Continuing my tirade against basic household items, I'd like to draw attention to the sequential view of time, embodied by clocks, and how it renders our view of reality handicapped. Recently I've taken up a more philosophical study of music, which is of course the art form proper to time, in that it doesn't occupy space. This is true not only of music which progresses, but even of singular momentary pitches and beats, since the resonance of the sounds are air particles in rapid fluctuation, necessarily over a period of time: hence the term "frequency" used to refer to singular pitches. The fact elicits wonder about the celestial music of the angels in heaven, where popular opinion dictates time does not exist (although minimal reflection shows that bodily beings, such as ourselves, undergo change by necessity).
However, time is not as strict as we make it.
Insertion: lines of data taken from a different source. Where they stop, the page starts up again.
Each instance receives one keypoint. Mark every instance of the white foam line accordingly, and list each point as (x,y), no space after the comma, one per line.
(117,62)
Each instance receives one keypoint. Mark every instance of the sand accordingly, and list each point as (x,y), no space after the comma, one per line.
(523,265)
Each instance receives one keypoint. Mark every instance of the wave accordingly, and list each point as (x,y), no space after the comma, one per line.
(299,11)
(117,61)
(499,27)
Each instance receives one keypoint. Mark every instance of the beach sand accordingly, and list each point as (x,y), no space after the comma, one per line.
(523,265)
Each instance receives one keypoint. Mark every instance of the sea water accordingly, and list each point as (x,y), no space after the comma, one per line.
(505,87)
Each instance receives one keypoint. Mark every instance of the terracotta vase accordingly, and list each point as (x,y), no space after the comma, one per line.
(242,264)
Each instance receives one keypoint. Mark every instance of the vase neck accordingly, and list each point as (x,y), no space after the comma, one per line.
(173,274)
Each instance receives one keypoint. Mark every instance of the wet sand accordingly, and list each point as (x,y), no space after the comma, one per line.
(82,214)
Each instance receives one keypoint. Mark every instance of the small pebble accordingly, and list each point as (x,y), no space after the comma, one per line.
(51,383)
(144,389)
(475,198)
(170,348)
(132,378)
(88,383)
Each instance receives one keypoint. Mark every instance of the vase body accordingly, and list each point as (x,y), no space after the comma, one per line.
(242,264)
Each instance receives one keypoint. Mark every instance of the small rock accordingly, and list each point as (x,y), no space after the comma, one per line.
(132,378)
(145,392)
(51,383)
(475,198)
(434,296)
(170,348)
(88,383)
Few ancient philosophers treat time with any great scrutiny - undoubtedly because time is change, while Being is unchanging - although Aristotle states that it is "a measure of motion." This delineates not only the dependence of time on space for meaning, but also its insignificance to us: it is simply how we measure change. If we do not detect change, time does not really happen to us; this obsolesces the undetectable "change" taking place when one sings a singular, prolonged note. Only when time becomes isolated in Cartesian phase space does it take on a character of its own, and one which is so illusory it evades definition. Indeed, Spengler quotes Augustine in addressing the problem of time, where Augustine roughly states that he knows what it is in his mind, but when asked to define it, he no longer knows. Thus, to aid in its comprehensibility, we have no way to see it except as a sequence of moments; rather than an extension, it is a series of discontinuous points. This precipitated the downward spiral of music, when linear notation of Gregorian Chant was substituted by Guido for singular spots or squares. Minutes and seconds, unlike the hours, days and beyond that are spoken by astrology, are inventions designed to be rhythmically detectable, such that we never exit the present blip; seconds have no substance between them, and so every moment, necessarily falling within a second, has no substance at all; everything means nothing.
The fiendish blink of the clock is a brutish reminder of our autistic scientism and isolation from ourselves. The contours of a day's hours are no longer felt in the soaring of the sun's rays, but in constant mechanical hiccups that drain the blood from our actions. Rather than synchronizing ourselves with the universe by observing the spheres for indications of our current age, we jolt and jerk with digital instances of infinitesimal value. Unfortunately, clocks are made indispensable by the culture of scheduled nowness, so ridding oneself of time-telling means is impractical. Hopefully the neo-Feudal-paleo peasants of the 2030 West will have that chance.